Nan Rae

Personal information
- Full name: Agnes W. Nancy Rae
- Nationality: British (Scottish)
- Born: 14 January 1944 (age 82) Motherwell, Scotland
- Height: 1.56 m (5 ft 1 in)
- Weight: 53 kg (117 lb)

Sport
- Sport: Swimming
- Event: Freestyle
- Club: Motherwell AS & WP Club

Medal record
Representing Great Britain
European Championships
| Bronze medal – third place | 1958 Budapest | 400 m freestyle |

= Nan Rae =

Scottish swimmer

Agnes W. Nancy Rae (born 13 January 1944) is a Scottish former competitive swimmer who competed at the 1960 Summer Olympics.

== Biography ==
Rae won a bronze medal in the women's 400-metre freestyle at the 1958 European Aquatics Championships.

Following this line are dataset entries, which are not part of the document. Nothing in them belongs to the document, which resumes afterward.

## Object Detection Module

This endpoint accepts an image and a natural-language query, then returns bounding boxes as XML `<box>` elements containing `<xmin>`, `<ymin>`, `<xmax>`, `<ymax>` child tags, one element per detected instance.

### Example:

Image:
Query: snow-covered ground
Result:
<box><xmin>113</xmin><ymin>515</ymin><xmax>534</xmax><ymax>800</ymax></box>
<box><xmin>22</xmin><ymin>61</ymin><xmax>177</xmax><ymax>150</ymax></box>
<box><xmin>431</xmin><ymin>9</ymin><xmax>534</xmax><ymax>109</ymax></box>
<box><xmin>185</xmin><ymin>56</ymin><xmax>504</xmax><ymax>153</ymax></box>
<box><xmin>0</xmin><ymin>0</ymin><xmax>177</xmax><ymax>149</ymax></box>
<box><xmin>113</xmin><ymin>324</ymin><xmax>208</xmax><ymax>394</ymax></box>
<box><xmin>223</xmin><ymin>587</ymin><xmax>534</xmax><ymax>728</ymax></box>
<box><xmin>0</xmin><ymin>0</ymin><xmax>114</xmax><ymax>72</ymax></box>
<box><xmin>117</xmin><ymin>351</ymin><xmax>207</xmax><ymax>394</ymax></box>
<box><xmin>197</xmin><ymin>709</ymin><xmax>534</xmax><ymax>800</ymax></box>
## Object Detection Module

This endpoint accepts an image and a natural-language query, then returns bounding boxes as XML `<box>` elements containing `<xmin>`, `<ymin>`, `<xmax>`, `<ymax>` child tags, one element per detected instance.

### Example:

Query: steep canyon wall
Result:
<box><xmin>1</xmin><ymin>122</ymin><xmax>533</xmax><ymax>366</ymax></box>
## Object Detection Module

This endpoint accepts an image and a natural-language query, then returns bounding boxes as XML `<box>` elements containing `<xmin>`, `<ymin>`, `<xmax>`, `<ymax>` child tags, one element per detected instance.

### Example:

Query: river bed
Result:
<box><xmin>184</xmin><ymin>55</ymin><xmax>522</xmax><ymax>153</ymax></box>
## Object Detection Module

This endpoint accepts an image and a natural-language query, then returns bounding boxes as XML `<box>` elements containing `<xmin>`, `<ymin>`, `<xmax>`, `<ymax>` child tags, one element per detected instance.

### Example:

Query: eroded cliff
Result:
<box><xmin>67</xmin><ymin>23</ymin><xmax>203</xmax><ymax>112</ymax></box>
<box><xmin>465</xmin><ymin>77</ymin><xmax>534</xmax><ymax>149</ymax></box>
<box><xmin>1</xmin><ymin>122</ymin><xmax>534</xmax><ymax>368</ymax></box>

She was selected for the 1958 Scottish team for the 1958 British Empire and Commonwealth Games in Cardiff, Wales, where she competed in the 440 yards freestyle.

At the 1960 Olympic Games in Rome, she finished sixth in the 400 metres freestyle.

She won the 1961 ASA National Championship 220 yards freestyle title and the 440 yards freestyle.